I've had enough and you will be leaving my job in London soon for one closer to home. I feel guilty for quitting for only annually, but while we're served so poorly by our railways no salary can justify the strain, exhaustion and misery that is included with a commute to London.
Response from Southern Railway
We asked Southern Railway to answer the allegations produced by Matt Steel. Inside a statement, it said: “We are sorry people has a bad time … We realize it’s been a difficult time for passengers using the constraints at London Bridge while it’s being rebuilt, plus more recently with the consequences in our ongoing industrial relations issues.
“Our performance figures … in general may not reflect a person’s individual experience, and we always work tirelessly to produce improvements across the network - we don’t start to see the industry PPM measure being a target to be achieved, but we strive to acquire every train to the destination at its published arrival time.

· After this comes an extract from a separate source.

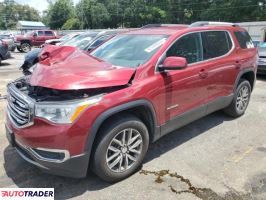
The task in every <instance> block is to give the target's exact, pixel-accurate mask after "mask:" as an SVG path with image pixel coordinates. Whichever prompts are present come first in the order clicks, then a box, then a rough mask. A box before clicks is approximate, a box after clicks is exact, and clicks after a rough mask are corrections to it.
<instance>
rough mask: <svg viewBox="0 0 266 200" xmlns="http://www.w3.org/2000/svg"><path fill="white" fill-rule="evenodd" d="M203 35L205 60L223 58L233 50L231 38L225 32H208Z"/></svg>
mask: <svg viewBox="0 0 266 200" xmlns="http://www.w3.org/2000/svg"><path fill="white" fill-rule="evenodd" d="M201 35H202V44H203V58H204V60H207V59H210V58H215V57H220V56H223V55H225V54H226V53H228V52H229V51H230V50H231V48H232V41H231V39H230V36H229V34H228V33H227V32H225V31H208V32H203V33H202V34H201Z"/></svg>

“It’s best to see your reader has pointed out that there is more info available on claiming compensation for delays, and increasing numbers of claims be affected by it. However, we all know a minimum qualifying period of 15 minutes for compensation may be needed, and that is a thing that the Department for Transport is considering.”
Southern added that although some trains do skip stops to create up time, it's rare which “if this is achieved, you'll find nothing to get performance measure-wise being a train that skips stops is said being a PPM failure - even if it can reach its destination on time”.